Le Magazine évoque le propos du président de l’AP-HP, Martin Hirsch sur France Inter, le 24 avril, qui « va dans le même sens » : « Dans les autres pays, il n’y a pas un hôpital avec ses murs d’un côté et le cabinet de ville de l’autre, il y a des systèmes intégrés où des médecins d’une même équipe travaillent autant côté ville ou côté hôpital. Cela remet en question les statuts, et on ne sait pas encore comment faire, tellement on est habitués à être les uns payés à l’acte, les autres salariés au mois », rapporte La Croix. « Une harmonisation des statuts, et donc des droits, entre le salariat et le libéral pourrait être un des chantiers – épineux – de la réforme à venir », souligne le magazine
« On parle de décloisonnement depuis des années mais il ne se passe malheureusement pas grand-chose », relève dans La Croix Jacques Battistoni, président du syndicat des généralistes MG France, « évidemment favorable » à une plus grande « fluidité » dans les parcours des patients. « La difficulté de l’hôpital, c’est qu’il n’a pas d’interlocuteur identifié hors les murs – en ambulatoire – pour nouer des partenariats. Améliorer l’hospitalier revient de fait à améliorer l’ambulatoire, à nous donner les moyens administratifs et numériques de nous organiser», reconnait-il.
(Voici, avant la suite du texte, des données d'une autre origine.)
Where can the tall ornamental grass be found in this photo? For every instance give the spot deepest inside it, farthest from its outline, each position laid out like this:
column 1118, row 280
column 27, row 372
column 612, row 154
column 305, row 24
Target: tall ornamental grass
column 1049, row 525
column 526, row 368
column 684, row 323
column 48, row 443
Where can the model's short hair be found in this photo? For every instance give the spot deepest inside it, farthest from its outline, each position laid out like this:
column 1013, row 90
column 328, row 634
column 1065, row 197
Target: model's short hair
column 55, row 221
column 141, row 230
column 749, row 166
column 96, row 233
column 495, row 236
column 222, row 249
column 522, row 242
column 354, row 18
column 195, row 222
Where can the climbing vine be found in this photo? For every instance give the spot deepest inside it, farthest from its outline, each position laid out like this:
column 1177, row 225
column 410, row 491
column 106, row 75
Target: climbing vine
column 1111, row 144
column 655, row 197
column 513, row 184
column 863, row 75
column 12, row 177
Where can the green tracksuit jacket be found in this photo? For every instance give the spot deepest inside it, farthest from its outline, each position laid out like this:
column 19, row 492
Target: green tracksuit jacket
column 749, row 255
« La prévention, vantée par la ministre de la Santé, Agnès Buzyn, vous semble-t-elle un objectif prioritaire de santé publique ? », demande la journaliste du JDD à Patrick Bouet. « Les Français consomment trop d’alcool et de tabac, l’obésité est une véritable épidémie, c’est un fait, et il faut agir sur les grands facteurs de risque. Mais la prévention ne doit pas servir qu’à faire diminuer les dépenses de l’Assurance maladie. Il faut investir pour bâtir une vraie politique », insiste-t-il
« Et les nouvelles technologies ? », s’interroge Anne-Laure Barret. « Dans mon cabinet, à 9 kilomètres de Paris, je ne peux pas recevoir une radio dématérialisée car ma connexion est trop lente. Il faut d’abord résorber la fracture numérique, au moyen d’investissements, avant d’imaginer un déploiement massif de la télémédecine », répond le médecin. « Les nouvelles technologies, très prometteuses, ne résoudront pas comme par miracle tous les problèmes de notre système. Et elles ne remplaceront pas les humains (…) », conclut le Dr Patrick Bouet.
* SANTÉ : EXPLOSION PROGRAMMÉE, ÉDITIONS DE L’OBSERVATOIRE, 192 P., 17 €.